With seemingly endless red tape squeezing the men and women trying to run businesses in the Ninth District and across the country, I spent last week with dozens of private business and community leaders talking about our nation’s energy policy. I wanted to hear their thoughts about the effects that federal regulations and permit requirements are having on their businesses. I wanted to share with them some of the things I’ve been working on in Congress. And, I wanted to brainstorm with them about new ways to make doing business in America easier.

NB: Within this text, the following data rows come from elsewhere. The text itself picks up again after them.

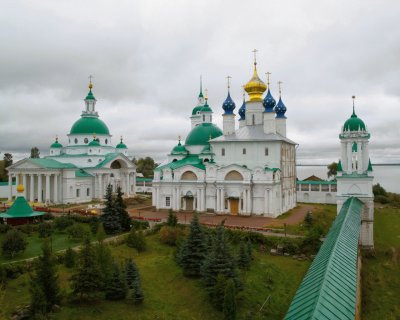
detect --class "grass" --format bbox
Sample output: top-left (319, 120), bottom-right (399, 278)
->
top-left (362, 206), bottom-right (400, 320)
top-left (1, 233), bottom-right (310, 319)
top-left (0, 223), bottom-right (93, 264)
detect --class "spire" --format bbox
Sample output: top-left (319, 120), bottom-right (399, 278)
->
top-left (352, 95), bottom-right (356, 117)
top-left (199, 75), bottom-right (204, 98)
top-left (226, 75), bottom-right (231, 92)
top-left (266, 72), bottom-right (271, 87)
top-left (278, 81), bottom-right (283, 98)
top-left (83, 76), bottom-right (98, 116)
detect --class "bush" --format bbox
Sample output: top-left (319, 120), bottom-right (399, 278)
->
top-left (159, 226), bottom-right (185, 246)
top-left (38, 223), bottom-right (53, 238)
top-left (126, 230), bottom-right (147, 252)
top-left (2, 261), bottom-right (33, 279)
top-left (15, 224), bottom-right (37, 235)
top-left (54, 216), bottom-right (74, 231)
top-left (0, 223), bottom-right (11, 234)
top-left (2, 229), bottom-right (28, 257)
top-left (66, 224), bottom-right (89, 240)
top-left (64, 247), bottom-right (76, 268)
top-left (131, 219), bottom-right (150, 231)
top-left (375, 195), bottom-right (390, 204)
top-left (89, 217), bottom-right (100, 235)
top-left (167, 210), bottom-right (178, 227)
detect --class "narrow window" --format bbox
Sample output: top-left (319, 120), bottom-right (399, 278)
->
top-left (74, 138), bottom-right (78, 144)
top-left (203, 115), bottom-right (205, 121)
top-left (105, 138), bottom-right (108, 144)
top-left (76, 189), bottom-right (80, 197)
top-left (243, 148), bottom-right (246, 155)
top-left (84, 138), bottom-right (89, 144)
top-left (87, 188), bottom-right (90, 196)
top-left (265, 148), bottom-right (269, 156)
top-left (252, 114), bottom-right (255, 125)
top-left (222, 148), bottom-right (225, 156)
top-left (166, 196), bottom-right (171, 207)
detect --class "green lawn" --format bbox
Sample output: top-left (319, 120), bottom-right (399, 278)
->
top-left (2, 234), bottom-right (310, 320)
top-left (362, 206), bottom-right (400, 320)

As you know, the Ninth District’s energy equals jobs. In addition to the jobs tied directly to coal and natural gas, the jobs at local businesses like the car dealerships, restaurants, and stores energy workers shop in are connected to energy. Businesses like Eastman Chemical Co., which, with its acquisition of Solutia Inc. in Martinsville, employs more than one thousand Virginians; Joy Mining Machinery, which has three manufacturing sites in the Ninth; and the furniture businesses in Galax, Montgomery Co., and elsewhere are also obviously heavily attached to our energy sector for abundant, affordable energy.
The goose that laid the golden egg for the Ninth District is energy, energy production, and affordable energy for manufacturers. Sadly, this economic sector is quickly being snuffed out. The crushing rules, permits, and regulations of the EPA, MSHA, and other Washington agencies are driving jobs out of the Ninth District. This must change.
It is my hope that America can one day return to the vision that Thomas Jefferson had of a wise and frugal Government. It is my hope that we can once again adopt policies that allow America to unleash the energy potential of its rich, God-given resources. And, it’s my hope that all will finally see that government must stop taking from the mouth of labor the bread it has earned.